Rising insurance costs threaten the future of affordable housing, developers warn
Rising insurance costs threaten the future of affordable housing, developers warn | Insurance Business America
Property
Rising insurance costs threaten the future of affordable housing, developers warn
Insurers counter that it is just trying to keep capital on hand
Property
By
Kenneth Araullo
The escalating cost of property insurance is placing significant pressure on nonprofit organizations and developers who provide affordable housing, with some warning that the issue could bring the sector to a breaking point.
For low-income Americans, access to affordable housing often relies on a network of nonprofits that use public and charitable funds to rehabilitate or build homes. However, the surge in insurance costs over the past year is destabilizing this network.

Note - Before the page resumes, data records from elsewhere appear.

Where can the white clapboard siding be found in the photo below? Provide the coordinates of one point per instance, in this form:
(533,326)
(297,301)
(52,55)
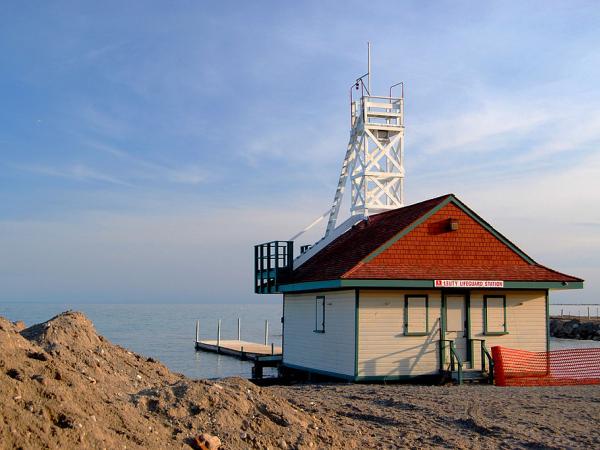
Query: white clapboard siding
(525,321)
(383,349)
(417,315)
(331,351)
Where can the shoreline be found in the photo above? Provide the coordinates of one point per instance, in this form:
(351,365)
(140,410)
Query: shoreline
(64,386)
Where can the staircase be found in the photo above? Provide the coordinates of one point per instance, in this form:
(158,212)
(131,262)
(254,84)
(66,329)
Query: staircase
(455,370)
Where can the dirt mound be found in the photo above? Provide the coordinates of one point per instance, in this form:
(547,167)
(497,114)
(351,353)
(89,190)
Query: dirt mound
(64,386)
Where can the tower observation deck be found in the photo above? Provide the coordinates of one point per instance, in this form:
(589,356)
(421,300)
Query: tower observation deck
(374,159)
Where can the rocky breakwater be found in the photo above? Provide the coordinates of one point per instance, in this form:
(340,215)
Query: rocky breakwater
(575,329)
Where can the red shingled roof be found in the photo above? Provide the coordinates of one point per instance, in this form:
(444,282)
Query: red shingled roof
(413,243)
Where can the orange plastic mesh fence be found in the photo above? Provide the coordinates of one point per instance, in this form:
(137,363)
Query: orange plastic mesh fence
(556,368)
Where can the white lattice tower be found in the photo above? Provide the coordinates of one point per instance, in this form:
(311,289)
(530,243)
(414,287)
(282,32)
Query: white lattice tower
(374,158)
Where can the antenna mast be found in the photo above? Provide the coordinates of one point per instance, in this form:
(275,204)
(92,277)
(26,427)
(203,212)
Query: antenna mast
(374,159)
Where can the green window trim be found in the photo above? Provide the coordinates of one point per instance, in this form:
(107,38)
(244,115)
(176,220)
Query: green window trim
(486,332)
(406,306)
(319,304)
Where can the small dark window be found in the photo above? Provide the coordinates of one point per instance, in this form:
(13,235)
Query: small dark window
(494,315)
(320,314)
(416,317)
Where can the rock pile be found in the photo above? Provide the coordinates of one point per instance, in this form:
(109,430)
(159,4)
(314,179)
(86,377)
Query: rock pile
(575,329)
(64,386)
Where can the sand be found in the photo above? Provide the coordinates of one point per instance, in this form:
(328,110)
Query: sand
(64,386)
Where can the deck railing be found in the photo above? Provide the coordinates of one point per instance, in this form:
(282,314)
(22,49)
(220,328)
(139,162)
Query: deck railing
(456,364)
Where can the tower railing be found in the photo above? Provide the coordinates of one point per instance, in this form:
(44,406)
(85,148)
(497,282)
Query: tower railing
(272,262)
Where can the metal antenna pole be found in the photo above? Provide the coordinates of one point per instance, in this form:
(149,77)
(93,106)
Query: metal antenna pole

Property insurance costs have been rising across the board, particularly in states like Florida, Texas, and California, where obtaining coverage has become increasingly difficult. The insurance industry cites more frequent and severe storms, along with rising home prices and material and labor costs, as reasons for premium increases or, in some cases, insurers exiting the market.
While wealthier homeowners can forgo insurance if they do not require a mortgage, and landlords of market-rate apartments can increase rents to offset higher costs, affordable housing developers face unique challenges.
These organizations often cannot raise rents or sell homes to buyers with limited budgets, making the skyrocketing cost of insurance an existential threat to their operations.
The problem is most acute in coastal states, which are frequently hit by severe weather events. Frank Woodruff, executive director of the Community Opportunity Alliance, a trade group representing nonprofit housing developers, expressed concern that the crisis could spread, potentially undermining the entire affordable housing development sector.
“If it spreads further, it could threaten to end affordable housing development as we know it,” Woodruff said in a report from The New York Times.
The potential collapse of the affordable housing sector could have far-reaching consequences, including an increase in homelessness and financial losses for banks that have invested billions in housing projects through a federal tax credit program that has supported low-income housing development for decades.
Developers and landlords are actively seeking solutions to this pressing issue, though finding effective measures has proven challenging. Woodruff highlighted the severity of the problem, noting that many productive organizations could be at risk of shutting down, with few viable solutions available.
Worsening climate woes to blame
Insurance industry representatives argue that the increasing frequency and intensity of natural disasters such as hurricanes, wildfires, floods, and windstorms have made premium hikes unavoidable. In recent years, many insurers’ property insurance lines have operated at a loss.
“The private insurance industry is just trying to make sure that it’s getting the right capital on hand so that it can pay the claims and keep the promises,” said Sean Kevelighan, CEO of the Insurance Information Institute.
In response, the Department of Housing and Urban Development (HUD) is considering making additional funds available to local housing authorities to help nonprofits manage rising insurance costs. Acting HUD Secretary Adrianne Todman indicated that the agency is actively exploring solutions in response to growing calls for assistance.
“This is a work in progress as we move forward in the weeks and months to come,” Todman said.
Affordable housing developers are also seeking support from local, state, and federal officials. They have proposed changes to construction codes that would require the use of stronger materials and better building techniques in subsidized housing, which could reduce the overall risk that insurers would need to cover.
Additionally, some have suggested the creation of a federal reinsurance fund for property insurers, though trade groups have expressed skepticism about this approach.
Developers in the affordable housing sector are also calling for guarantees from insurers that employing stronger building methods will lead to lower insurance costs, along with greater transparency on the reasons behind the recent surge in premiums.
Experts warn that losing affordable housing units at this time could exacerbate an already critical housing shortage. The US housing market is estimated to need up to 6 million more affordable units, and losing more of these units to market-rate conversions could worsen the crisis.
“The more affordable housing units we lose to the market-rate sector, that just exacerbates the current affordable housing crisis that we’re facing,” said Lisa Rice, president of the National Fair Housing Alliance.